Critique parue en juillet 1998 dans Bifrost n° 9

Petit à petit, Michel Jeury disparaît des rayonnages SF des libraires. Voilà une dizaine d'années que l'auteur du Temps incertain a délaissé la Science-Fiction pour le « roman du terroir », et les rééditions de ses oeuvres antérieures se font rares. Ce qui est d'autant plus déplorable que nombre d'auteurs de la nouvelle vague, de Lehman à Wagner en passant par quasiment tous les autres, lui doivent beaucoup et ne s'en cachent pas. L'embellie éditoriale que nous connaissons actuellement pourrait remédier à cet état de fait et permettre aux nouveaux lecteurs de (re)découvrir ce pilier de la SF hexagonale.

Parmi les « introuvables » de Michel Jeury, il y a les vingt volumes parus dans la collection « Anticipation » entre 1979 et 1992 — y compris les trois romans signés du pseudonyme d'Albert Higon, écrits à l'origine pour les éphémères éditions Patrick Siry. Il ne s'agit certes pas de la production la plus ambitieuse de l'auteur, mais on y trouve d'indiscutables réussites.

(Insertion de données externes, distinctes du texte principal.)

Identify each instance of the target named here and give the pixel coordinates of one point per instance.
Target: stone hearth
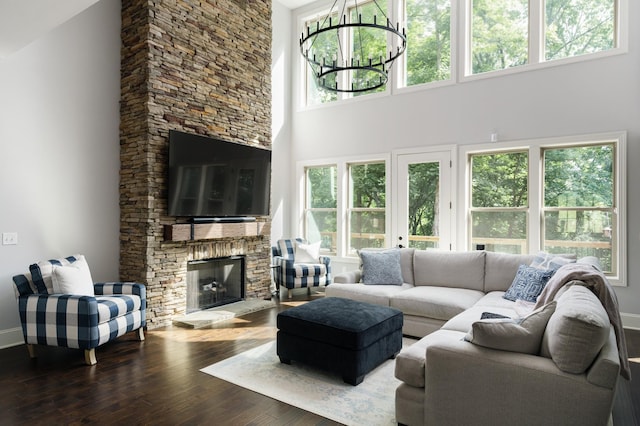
(201, 67)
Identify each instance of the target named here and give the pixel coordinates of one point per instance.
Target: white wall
(59, 151)
(282, 168)
(572, 99)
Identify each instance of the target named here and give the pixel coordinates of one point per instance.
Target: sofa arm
(111, 288)
(59, 320)
(469, 384)
(348, 277)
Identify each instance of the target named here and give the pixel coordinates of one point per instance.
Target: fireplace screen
(214, 282)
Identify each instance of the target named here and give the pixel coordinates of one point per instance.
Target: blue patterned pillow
(528, 283)
(381, 267)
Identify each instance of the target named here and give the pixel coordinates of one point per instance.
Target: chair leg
(32, 351)
(90, 356)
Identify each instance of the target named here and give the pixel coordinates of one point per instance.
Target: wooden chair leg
(90, 356)
(32, 351)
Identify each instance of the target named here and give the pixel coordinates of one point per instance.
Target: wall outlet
(9, 238)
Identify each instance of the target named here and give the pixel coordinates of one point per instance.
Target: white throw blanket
(596, 281)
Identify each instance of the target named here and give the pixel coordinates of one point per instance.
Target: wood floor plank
(158, 382)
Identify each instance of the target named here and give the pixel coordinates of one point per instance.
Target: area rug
(211, 316)
(370, 403)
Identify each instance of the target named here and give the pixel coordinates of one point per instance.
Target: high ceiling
(24, 21)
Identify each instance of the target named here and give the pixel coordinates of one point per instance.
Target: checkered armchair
(290, 273)
(56, 310)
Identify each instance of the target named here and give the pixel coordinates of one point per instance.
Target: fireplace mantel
(212, 231)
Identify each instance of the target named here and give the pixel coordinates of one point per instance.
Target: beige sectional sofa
(459, 373)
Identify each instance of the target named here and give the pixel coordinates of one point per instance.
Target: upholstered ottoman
(341, 335)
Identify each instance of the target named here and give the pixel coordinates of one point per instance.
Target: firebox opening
(215, 282)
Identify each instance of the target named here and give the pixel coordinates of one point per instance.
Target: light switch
(9, 238)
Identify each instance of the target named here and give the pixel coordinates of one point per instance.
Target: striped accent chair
(291, 274)
(85, 320)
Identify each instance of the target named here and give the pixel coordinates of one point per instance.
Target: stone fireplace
(201, 67)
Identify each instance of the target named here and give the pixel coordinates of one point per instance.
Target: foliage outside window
(367, 202)
(500, 36)
(500, 201)
(428, 54)
(579, 202)
(321, 206)
(578, 209)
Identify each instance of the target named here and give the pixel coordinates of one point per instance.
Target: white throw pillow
(73, 279)
(307, 253)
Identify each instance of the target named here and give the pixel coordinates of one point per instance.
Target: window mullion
(536, 31)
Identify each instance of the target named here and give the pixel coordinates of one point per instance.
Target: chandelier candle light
(361, 68)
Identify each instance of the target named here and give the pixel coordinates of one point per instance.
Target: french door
(423, 202)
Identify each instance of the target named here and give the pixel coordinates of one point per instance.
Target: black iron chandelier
(343, 53)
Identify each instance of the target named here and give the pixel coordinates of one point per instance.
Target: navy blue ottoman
(348, 337)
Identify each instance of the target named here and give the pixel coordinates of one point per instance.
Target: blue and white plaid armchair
(76, 321)
(292, 274)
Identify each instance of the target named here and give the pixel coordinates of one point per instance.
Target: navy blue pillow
(528, 283)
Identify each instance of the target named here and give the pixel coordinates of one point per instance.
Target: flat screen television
(211, 178)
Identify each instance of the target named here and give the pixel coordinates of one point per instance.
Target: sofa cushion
(410, 363)
(523, 336)
(577, 331)
(449, 269)
(528, 283)
(381, 267)
(307, 253)
(376, 294)
(501, 268)
(464, 320)
(441, 303)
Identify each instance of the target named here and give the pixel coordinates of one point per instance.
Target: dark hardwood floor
(158, 381)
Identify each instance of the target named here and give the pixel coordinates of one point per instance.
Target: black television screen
(214, 178)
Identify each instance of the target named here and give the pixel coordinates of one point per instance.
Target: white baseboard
(11, 337)
(631, 321)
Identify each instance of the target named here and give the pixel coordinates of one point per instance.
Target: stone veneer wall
(201, 67)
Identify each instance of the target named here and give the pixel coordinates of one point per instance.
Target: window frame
(343, 192)
(535, 225)
(460, 50)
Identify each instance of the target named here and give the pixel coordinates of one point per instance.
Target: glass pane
(368, 185)
(585, 233)
(500, 34)
(321, 226)
(577, 27)
(504, 232)
(367, 230)
(579, 176)
(499, 180)
(428, 55)
(321, 187)
(324, 48)
(424, 205)
(368, 43)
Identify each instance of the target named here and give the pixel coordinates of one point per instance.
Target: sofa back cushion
(501, 268)
(449, 269)
(577, 330)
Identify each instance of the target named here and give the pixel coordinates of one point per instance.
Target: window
(320, 213)
(496, 35)
(560, 196)
(428, 55)
(345, 204)
(367, 202)
(500, 201)
(579, 208)
(511, 33)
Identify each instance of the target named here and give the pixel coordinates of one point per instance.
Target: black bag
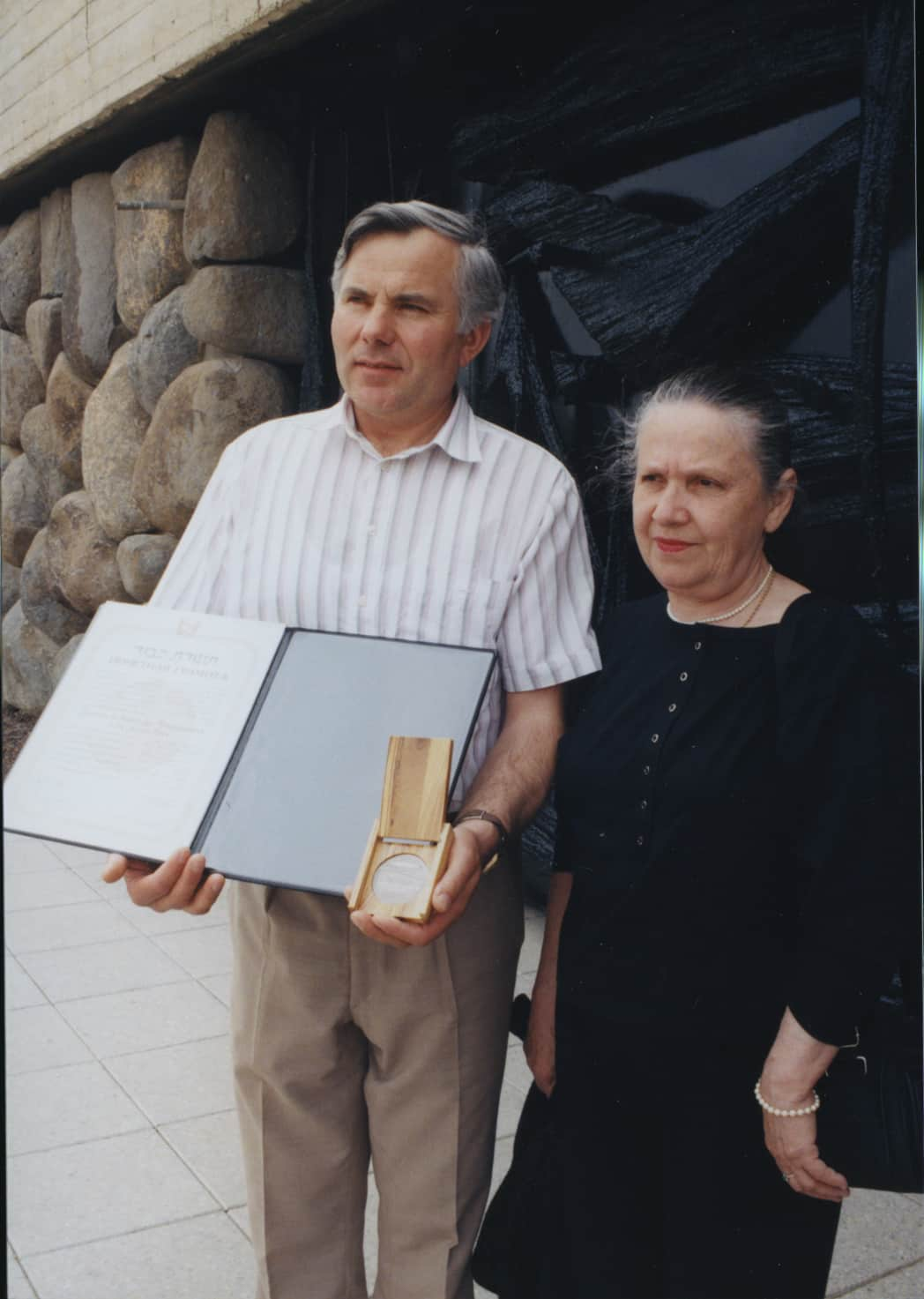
(872, 1104)
(518, 1250)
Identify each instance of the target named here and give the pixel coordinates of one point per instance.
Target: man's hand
(472, 845)
(178, 884)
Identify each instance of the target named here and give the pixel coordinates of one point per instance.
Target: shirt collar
(458, 437)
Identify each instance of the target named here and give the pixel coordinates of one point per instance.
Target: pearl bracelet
(786, 1114)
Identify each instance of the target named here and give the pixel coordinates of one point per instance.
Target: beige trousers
(347, 1049)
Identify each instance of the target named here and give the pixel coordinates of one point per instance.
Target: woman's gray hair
(480, 282)
(743, 395)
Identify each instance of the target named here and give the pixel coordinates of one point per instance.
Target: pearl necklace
(721, 617)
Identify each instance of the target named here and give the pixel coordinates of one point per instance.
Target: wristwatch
(481, 815)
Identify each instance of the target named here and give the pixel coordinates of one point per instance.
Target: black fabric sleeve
(847, 746)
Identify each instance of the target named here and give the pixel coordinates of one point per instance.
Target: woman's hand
(794, 1064)
(540, 1043)
(792, 1143)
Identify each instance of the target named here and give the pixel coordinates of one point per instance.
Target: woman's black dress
(734, 804)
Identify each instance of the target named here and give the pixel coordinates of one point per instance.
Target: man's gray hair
(480, 282)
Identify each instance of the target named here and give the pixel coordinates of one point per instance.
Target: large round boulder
(19, 269)
(27, 658)
(113, 430)
(162, 348)
(242, 203)
(41, 596)
(22, 510)
(250, 310)
(208, 406)
(81, 556)
(21, 386)
(43, 330)
(88, 320)
(65, 401)
(142, 562)
(39, 444)
(150, 241)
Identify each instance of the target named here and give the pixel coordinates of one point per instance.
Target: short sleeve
(546, 637)
(197, 568)
(849, 755)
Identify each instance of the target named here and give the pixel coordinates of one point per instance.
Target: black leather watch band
(481, 815)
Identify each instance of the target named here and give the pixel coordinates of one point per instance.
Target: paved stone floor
(123, 1176)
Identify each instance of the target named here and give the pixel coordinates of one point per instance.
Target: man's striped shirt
(473, 540)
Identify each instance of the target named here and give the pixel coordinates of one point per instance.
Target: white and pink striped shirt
(474, 540)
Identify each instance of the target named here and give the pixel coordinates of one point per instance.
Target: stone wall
(66, 66)
(140, 332)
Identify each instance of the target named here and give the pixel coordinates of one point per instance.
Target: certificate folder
(259, 744)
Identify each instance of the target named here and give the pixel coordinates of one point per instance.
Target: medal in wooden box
(410, 842)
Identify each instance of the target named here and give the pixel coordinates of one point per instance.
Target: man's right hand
(178, 884)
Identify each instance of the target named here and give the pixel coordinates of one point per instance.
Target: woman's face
(699, 505)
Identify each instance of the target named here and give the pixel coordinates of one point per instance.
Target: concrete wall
(69, 65)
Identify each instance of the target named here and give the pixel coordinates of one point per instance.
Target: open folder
(259, 744)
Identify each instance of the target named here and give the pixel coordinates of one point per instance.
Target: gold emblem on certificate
(410, 843)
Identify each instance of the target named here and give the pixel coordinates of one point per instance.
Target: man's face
(395, 329)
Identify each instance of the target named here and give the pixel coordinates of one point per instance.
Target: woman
(728, 867)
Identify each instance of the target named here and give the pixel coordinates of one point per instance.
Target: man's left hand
(473, 842)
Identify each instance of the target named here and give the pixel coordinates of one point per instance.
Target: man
(394, 513)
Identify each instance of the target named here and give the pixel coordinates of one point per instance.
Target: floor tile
(200, 953)
(211, 1147)
(145, 1019)
(33, 890)
(532, 941)
(220, 986)
(879, 1232)
(99, 968)
(205, 1258)
(503, 1156)
(178, 1082)
(63, 926)
(19, 854)
(511, 1107)
(38, 1038)
(91, 875)
(76, 1194)
(17, 1285)
(19, 990)
(241, 1220)
(906, 1284)
(63, 1107)
(518, 1071)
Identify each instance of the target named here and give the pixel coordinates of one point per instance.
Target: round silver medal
(399, 878)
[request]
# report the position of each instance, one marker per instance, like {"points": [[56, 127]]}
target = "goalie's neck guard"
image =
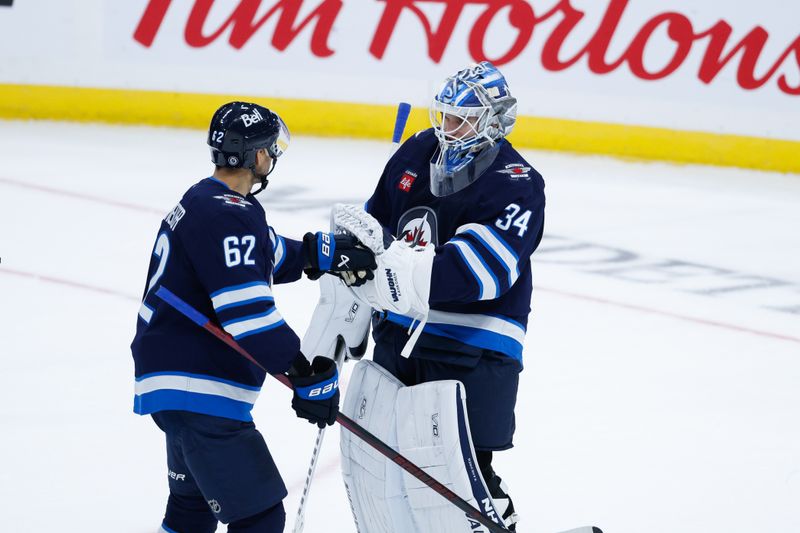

Aux Yeux la lune est le premier de ces titres à être réédité. On y rencontre un groupe d'enfants immortels, ne vivant que pour s'amuser, insouciants, irresponsables, et dont tous les besoins et les envies sont pris en charge par Sem, l'ordinateur vivant. Mais lorsque celui-ci les abandonne sur Coeur-de-la-Guerre avant de disparaître définitivement, Ania et ses amis devront apprendre à survivre et à échapper aux hordes guerrières qui s'affrontent sans répit sur ce monde de folie.

Si Aux Yeux la lune est un Jeury mineur, à l'étroit dans le carcan des 192 pages réglementaires en « Anticipation », il n'en est pas moins plaisant, en particulier grâce à son personnage central, Ania, qui, de spectatrice-consommatrice de l'horreur régnant sur Cœur-de-la-Guerre, va devenir bien malgré elle actrice de ce conflit, et par là même s'humaniser. Un sentiment que renforce la chute pour le moins abrupte de ce roman, stigmatisant l'absurdité de la société dans laquelle Ania se débat.

Souhaitons que cette réédition soit la première d'une longue série, en rêvant, qui sait, d'un retour de Michel Jeury à la Science-Fiction.